A report from Vietnam the other day said that the Hanoi city council had voted to ban motorbikes by 2030. The move was approved by 95 of the 96 city councilors for two reasons – environmental and traffic congestion.

Environmentally, the city recorded 282 days — out of 366 — in 2016 when its air had “excessive levels” of fine particulate matter harmful to human health. Traffic-wise, Hanoi’s buses can handle only 12 percent of travel in the city. It has no elevated trains; most people thus go to work in the city in cars and motorbikes. In 2016, 750 cars a day were sold, along with 8,000 motorbikes.

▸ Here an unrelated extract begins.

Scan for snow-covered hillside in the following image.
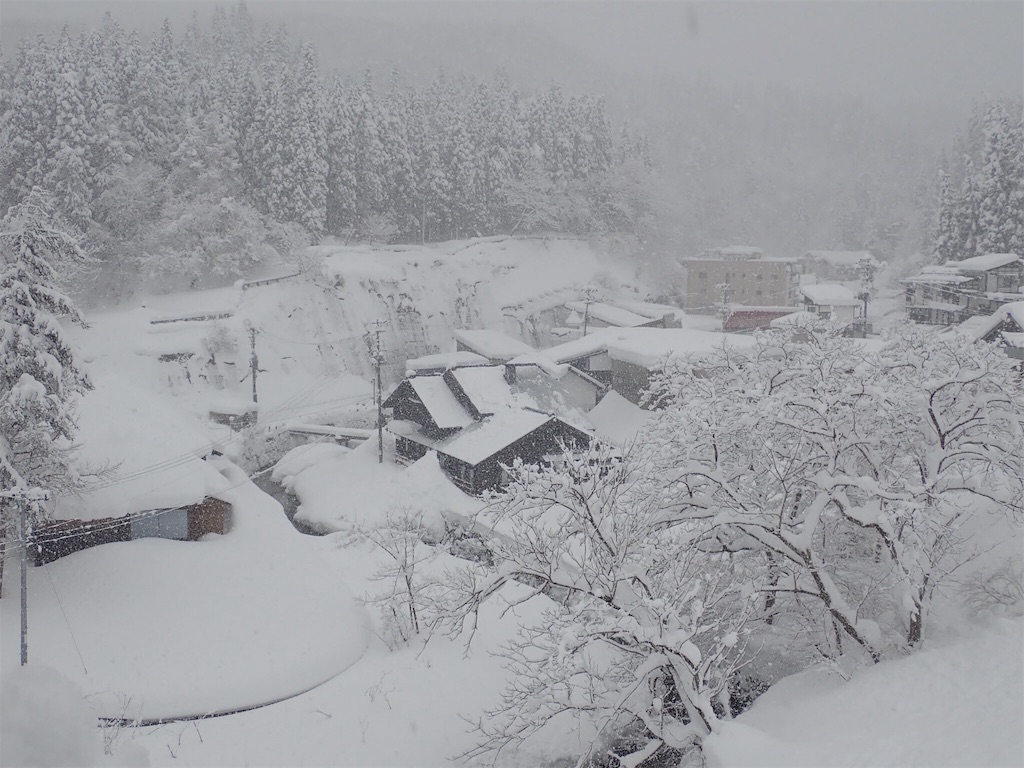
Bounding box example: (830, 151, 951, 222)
(72, 237, 643, 441)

The Hanoi report reminds us of our own traffic problem in Metro Manila which has long plagued the highly urbanized region, its residents, its business and industry, its schools and offices, and its local governments. Like Hanoi, Metro Manila has too many vehicles, mostly private cars, and, at certain times of the day, cargo trucks moving between the Manila port area and industries situated in and around the area. In 2016, according to the auto and truck manufacturing organizations, 359,562 units were sold, most of them in Metro Manila.

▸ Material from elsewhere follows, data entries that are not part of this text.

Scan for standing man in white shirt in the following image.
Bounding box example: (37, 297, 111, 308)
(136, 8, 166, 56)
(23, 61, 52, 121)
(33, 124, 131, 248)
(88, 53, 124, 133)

When the Duterte administration began in June, 2016, there was great hope that the traffic problem would finally be solved with a combination of firmer traffic enforcement, more efficient Light Rail and Metro Rail Transit operations, new roads and overpasses, and a comprehensive plan for jeepneys and buses.

The Department of Transportation drew up such a plan but it required special emergency powers to help the government meet certain problems in the granting of franchises, relocation of stations, and traffic enforcement that varies from city to city in the Metro area. Congress has not seen fit to grant the requested emergency powers thus far and Secretary Arthur Tugade said that, in the meantime, he will have to do what can be done under the circumstances.

There has indeed been some improvement; a trip that used to take two hours now takes only about an hour and a half – sometimes. Part of the reason is that people and offices have made adjustments in working hours and/or working days. Many roads have been cleared of parked cars and other obstructions. The rail systems have been able to field longer trains and run more trips.

Every little bit counts in the effort to ease Metro Manila’s traffic. Hanoi’s problem is probably not quite as serious and as big as that of Metro Manila but its proposed solution – to ban motorbikes – bears watching. We may yet adopt some version of this ban to lessen the number of vehicles clogging city streets. Together, all the many plans and actions, big and small, will make one comprehensive whole which should solve Metro Manila’s stubborn traffic problem.